Despite the horror of the Great War, there was a remarkable ability for people to shrine creatively.

How creativity shone through after the dark days of World War One

In just over a week's time (Sunday 11 November), 100 years will have passed since the guns fell silent on Armistice Day 1918. It’s a time to stop and mark one of the most horrific events in human history, and remember the sacrifice, bloodshed and loss of life of World War One.

Yet even in the midst of tragedy and hardship, there was a remarkable ability for people to shine creatively. This makes the Great War a landmark not only for poetry, literature, art and music, but also for the advertising industry, with brands and marketing approaches that endure today.

There was a huge surge in newspaper readership, with people desperate for news from the Front, which also turned them into potential customers for advertisers.  

Government propaganda set the tone for a new kind of powerful advertising. The government’s chief advisor on recruitment advertising and publicity during World War One was Sir Hedley Le Bas. His campaigns aimed to pull at the heartstrings and mobilise people to put pressure on suitable candidates for the Army.

Ads targeted young women to persuade their men to sign up as well as the bosses of male employees, and used the full force of a guilt trip on men who hadn’t yet enrolled by imagining their future children asking why Daddy hadn’t fought.

This patriotic, emotive tone was adopted by brands. Much advertising focused on the brave boys in the trenches and what could be sent to them to make their time more bearable and keep them healthy – an approach taken by Oxo, Wright’s Coal Tar Soap, and Beecham’s Pills.

Ads also chart the way the war led to a real shift in the role of women, as they took on traditionally masculine roles and supported the war effort. In 1916, the British School of Motoring encouraged women to learn to drive, due to the shortage of men and "to help your country".

Snowfire Soaps were directly marketed to munitions workers; they were known as "Canary Girls" because the TNT stained their skin yellow.

The war also provided a boost for British brands and own-label products as part of a drive to reduce the import of foodstuffs. Sainsbury’s ran a big campaign promoting Crelos, its own-brand margarine, and Kimberly-Clark’s Kleenex evolved out of a crepe paper developed as a filter for gas masks.

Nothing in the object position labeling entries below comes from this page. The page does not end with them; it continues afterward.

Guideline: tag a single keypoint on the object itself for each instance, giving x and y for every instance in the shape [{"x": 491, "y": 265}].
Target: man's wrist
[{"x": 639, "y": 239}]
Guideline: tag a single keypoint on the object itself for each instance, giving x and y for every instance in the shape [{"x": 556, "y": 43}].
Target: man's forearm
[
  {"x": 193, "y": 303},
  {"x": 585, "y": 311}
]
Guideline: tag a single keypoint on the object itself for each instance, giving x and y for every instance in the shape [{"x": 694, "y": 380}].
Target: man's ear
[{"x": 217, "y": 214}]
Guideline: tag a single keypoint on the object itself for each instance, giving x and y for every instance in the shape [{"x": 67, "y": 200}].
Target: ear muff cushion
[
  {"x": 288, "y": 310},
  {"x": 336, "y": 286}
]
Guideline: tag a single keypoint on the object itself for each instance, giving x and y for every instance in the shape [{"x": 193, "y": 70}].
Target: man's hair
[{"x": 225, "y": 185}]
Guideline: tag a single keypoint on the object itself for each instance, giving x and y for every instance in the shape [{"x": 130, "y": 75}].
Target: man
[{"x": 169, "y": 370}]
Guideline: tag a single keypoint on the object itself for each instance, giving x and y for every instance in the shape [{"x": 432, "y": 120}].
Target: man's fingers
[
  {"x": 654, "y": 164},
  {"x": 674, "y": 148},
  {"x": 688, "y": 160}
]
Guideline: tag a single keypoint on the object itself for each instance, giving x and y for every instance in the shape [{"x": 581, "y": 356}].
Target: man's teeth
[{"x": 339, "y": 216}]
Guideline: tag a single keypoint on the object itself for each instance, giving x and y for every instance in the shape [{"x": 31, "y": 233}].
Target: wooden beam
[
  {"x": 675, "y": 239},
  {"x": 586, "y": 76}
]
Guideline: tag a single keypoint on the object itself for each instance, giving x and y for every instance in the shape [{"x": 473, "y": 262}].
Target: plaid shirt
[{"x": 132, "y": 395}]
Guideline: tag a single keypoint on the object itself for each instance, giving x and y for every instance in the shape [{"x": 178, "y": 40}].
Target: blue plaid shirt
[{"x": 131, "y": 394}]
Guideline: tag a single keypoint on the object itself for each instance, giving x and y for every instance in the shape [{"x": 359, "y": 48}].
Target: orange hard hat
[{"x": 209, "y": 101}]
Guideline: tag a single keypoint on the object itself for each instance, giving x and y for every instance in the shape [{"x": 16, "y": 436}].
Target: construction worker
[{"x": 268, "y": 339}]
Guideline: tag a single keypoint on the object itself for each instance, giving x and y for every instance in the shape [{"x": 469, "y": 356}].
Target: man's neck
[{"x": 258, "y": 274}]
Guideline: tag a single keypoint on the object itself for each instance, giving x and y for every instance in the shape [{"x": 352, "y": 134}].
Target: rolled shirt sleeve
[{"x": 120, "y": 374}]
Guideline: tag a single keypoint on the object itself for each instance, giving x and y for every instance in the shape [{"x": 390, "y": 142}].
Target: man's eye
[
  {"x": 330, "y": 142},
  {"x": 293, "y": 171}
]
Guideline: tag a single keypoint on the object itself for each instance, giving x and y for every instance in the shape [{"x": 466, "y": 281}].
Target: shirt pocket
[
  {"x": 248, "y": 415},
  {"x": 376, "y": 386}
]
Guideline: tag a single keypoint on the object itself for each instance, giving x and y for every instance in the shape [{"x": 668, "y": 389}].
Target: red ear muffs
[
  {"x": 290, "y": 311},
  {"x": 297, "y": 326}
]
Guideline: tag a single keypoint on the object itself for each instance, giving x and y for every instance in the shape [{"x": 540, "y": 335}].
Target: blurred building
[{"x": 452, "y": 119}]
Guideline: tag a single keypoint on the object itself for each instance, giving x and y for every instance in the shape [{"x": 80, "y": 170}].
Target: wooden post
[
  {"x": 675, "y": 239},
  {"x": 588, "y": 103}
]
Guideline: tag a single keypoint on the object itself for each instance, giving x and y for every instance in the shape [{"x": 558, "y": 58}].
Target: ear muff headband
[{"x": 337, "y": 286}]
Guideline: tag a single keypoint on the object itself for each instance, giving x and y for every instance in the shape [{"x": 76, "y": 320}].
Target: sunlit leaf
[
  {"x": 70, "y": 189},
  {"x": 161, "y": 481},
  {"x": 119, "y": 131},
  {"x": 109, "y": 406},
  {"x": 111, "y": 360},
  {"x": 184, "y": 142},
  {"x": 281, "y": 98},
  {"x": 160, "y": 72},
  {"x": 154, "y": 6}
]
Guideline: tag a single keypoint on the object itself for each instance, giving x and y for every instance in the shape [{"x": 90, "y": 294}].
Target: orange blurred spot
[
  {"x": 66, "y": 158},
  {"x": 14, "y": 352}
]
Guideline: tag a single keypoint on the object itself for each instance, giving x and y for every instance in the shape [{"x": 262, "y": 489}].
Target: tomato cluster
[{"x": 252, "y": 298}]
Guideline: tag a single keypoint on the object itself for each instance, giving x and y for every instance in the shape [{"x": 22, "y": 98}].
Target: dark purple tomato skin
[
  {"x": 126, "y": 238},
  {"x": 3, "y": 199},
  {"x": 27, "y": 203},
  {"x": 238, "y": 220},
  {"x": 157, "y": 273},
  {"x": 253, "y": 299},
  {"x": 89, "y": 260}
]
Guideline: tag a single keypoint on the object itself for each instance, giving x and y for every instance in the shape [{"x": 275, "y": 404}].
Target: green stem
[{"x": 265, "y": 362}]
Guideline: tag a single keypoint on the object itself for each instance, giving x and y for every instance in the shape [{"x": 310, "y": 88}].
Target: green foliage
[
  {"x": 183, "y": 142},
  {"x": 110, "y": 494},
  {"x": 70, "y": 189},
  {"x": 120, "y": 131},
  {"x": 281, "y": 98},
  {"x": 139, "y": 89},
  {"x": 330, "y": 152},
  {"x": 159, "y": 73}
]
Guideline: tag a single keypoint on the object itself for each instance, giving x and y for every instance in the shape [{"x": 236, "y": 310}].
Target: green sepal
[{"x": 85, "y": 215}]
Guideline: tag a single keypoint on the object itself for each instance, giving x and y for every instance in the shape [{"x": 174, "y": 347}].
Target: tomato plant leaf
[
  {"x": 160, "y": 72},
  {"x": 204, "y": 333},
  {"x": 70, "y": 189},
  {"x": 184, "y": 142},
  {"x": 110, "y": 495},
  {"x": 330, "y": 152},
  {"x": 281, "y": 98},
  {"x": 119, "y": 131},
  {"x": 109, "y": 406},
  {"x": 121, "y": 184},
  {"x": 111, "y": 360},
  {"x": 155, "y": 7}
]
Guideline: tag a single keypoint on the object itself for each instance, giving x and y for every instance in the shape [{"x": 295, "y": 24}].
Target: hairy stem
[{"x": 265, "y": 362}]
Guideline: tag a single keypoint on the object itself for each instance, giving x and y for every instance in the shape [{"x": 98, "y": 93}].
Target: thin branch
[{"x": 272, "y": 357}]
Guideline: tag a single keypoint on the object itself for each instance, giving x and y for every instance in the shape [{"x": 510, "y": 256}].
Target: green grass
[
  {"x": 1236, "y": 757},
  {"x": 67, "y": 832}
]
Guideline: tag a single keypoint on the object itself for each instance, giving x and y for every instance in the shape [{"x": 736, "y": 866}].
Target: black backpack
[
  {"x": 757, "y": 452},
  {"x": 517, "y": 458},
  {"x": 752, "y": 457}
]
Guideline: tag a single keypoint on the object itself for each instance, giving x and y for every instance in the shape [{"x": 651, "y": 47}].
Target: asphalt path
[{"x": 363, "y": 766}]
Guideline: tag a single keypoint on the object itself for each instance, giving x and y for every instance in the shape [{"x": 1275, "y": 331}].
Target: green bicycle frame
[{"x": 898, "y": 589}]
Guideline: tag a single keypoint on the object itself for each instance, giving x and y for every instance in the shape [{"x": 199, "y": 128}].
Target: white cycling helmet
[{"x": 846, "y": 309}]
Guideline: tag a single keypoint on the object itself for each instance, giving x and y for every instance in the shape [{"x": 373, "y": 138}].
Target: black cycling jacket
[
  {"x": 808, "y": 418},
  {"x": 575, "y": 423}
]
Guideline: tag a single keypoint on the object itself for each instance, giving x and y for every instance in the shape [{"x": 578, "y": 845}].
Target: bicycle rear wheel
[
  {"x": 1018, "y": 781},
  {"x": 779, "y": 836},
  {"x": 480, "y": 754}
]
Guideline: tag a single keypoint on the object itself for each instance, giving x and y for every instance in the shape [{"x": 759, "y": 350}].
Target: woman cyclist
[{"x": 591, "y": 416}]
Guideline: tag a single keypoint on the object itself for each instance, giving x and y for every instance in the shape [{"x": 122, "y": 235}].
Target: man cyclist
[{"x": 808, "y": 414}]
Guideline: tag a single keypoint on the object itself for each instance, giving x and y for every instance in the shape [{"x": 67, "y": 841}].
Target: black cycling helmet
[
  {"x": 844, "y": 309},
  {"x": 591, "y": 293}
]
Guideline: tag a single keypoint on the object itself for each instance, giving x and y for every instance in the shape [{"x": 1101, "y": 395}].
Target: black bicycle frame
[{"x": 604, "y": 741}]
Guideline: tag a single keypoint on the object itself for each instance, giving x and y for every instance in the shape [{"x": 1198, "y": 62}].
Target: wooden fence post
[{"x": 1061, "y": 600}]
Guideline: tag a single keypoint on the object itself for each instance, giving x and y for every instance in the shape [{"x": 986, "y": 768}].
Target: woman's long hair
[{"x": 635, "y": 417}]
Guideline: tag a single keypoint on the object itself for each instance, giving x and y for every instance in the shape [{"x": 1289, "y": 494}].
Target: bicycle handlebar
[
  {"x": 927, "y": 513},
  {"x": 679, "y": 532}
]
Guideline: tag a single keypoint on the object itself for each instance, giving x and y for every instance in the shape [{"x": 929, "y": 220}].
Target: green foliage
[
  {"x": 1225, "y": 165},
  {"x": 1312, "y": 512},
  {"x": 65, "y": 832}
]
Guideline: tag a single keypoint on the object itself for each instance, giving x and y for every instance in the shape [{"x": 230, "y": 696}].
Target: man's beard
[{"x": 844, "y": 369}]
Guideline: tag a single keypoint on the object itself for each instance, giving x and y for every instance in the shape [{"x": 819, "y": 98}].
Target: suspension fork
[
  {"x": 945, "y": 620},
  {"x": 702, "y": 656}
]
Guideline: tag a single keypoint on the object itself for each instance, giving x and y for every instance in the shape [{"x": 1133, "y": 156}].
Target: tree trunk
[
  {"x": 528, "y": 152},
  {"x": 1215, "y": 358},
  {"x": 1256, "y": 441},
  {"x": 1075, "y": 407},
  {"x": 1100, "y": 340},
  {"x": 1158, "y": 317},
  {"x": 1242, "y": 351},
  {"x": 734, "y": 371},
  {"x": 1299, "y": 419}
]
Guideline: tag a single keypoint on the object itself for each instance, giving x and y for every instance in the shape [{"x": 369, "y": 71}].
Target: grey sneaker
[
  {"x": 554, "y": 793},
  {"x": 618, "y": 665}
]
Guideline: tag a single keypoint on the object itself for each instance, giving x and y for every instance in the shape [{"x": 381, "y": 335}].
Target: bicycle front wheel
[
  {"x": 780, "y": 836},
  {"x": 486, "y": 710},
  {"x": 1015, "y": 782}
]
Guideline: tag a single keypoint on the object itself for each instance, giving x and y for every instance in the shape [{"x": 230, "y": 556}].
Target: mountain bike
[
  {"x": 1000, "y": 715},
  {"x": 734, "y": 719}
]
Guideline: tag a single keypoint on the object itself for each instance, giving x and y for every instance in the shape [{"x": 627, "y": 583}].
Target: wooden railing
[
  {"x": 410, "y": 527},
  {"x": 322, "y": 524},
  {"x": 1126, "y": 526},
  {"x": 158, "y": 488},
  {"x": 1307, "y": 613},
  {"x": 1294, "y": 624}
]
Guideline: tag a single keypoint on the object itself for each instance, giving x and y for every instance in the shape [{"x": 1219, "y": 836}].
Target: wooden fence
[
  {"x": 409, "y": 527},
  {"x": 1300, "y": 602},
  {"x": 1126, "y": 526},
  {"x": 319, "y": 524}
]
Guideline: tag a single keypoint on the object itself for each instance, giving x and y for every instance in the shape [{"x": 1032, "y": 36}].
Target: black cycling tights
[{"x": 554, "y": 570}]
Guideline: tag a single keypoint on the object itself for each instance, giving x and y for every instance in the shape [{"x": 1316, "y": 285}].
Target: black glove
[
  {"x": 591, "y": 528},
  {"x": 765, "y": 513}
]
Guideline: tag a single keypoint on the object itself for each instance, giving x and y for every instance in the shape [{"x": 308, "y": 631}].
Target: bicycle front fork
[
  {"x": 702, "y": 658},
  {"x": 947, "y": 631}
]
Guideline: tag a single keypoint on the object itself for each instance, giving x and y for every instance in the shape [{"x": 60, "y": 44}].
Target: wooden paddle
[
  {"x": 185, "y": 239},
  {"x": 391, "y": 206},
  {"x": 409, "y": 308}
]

The backpacks of every solider marching to the front contained Bovril, Typhoo Tea and HP Sauce. Throughout the war, the government sent supplies of Cadbury’s Bournville chocolate to the troops and Cadbury sent thousands of parcels to the injured and also its staff serving on the front line.

All these brands cemented their place in consumers' hearts and retain a nostalgic, sentimental value today. For advertisers, World War One is a masterclass in producing emotive, relevant advertising that has enduring power, taking brands from basic to beloved.